The son of a man who was possibly assassinated by the Ku Klux Klan, which also burned his home to the ground, Malcolm was sent off to live with a foster family due to his mother's inability to provide for her kids. Lee depicts the initial scenes set in Harlem in rich and warm colors; by contrast, the prison scenes feature institutional and cold lighting. In several important instances in Malcolm's celebrity life, quasi-documentary, white-and-black photography interwoven into the color film depict the shaping and establishment of his public image.

Hutton, Erica. BIAS MOTIVATION IN CRIME: A Theoretical Examination, Internet Journal of Criminology, (2009). Web. Hutton's work evaluates the social issue of racially-driven criminality occurring within communities. Such crime is of a personal nature, relating to nationality/ethnicity, race, religion, sexual orientation, or disability. This article looks at the Constructionist and Labeling Perspectives for evaluating a conceptual explanation of this multifaceted social issue.
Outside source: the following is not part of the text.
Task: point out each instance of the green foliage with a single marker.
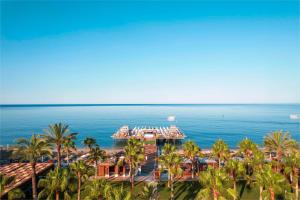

Media prejudice and coverage are prevailing among journalists, and will continue to remain a problem disputable upon viewpoint, location, event exploration and review.

Federal and state law enforcement bodies need to work in collaboration with executives and administrators throughout the community's institutions, for tackling factors influencing community members to engage in such behaviors, in order to avoid such occurrences in the future. Selepak, Andrew. Skinhead Super Mario Brothers: An Examination of Racist and Violent Games on White Supremacist Web Sites, Journal of Criminal Justice and Popular Culture, 17(1), (2010), 1-47. Web. This research work specifically explores game "enemies" and the extent of violence players inflict upon these virtual enemies.

Findings reveal that most games scrutinized fostered conflict and intense violence toward Jews and Blacks. In the games Selepak studied, players were meant to brutally slay, dismember, and injure minorities for proceeding forward. These games were, typically, adapted classic video game versions wherein racial, ethnic, and religious minority characters replaced the original enemy characters.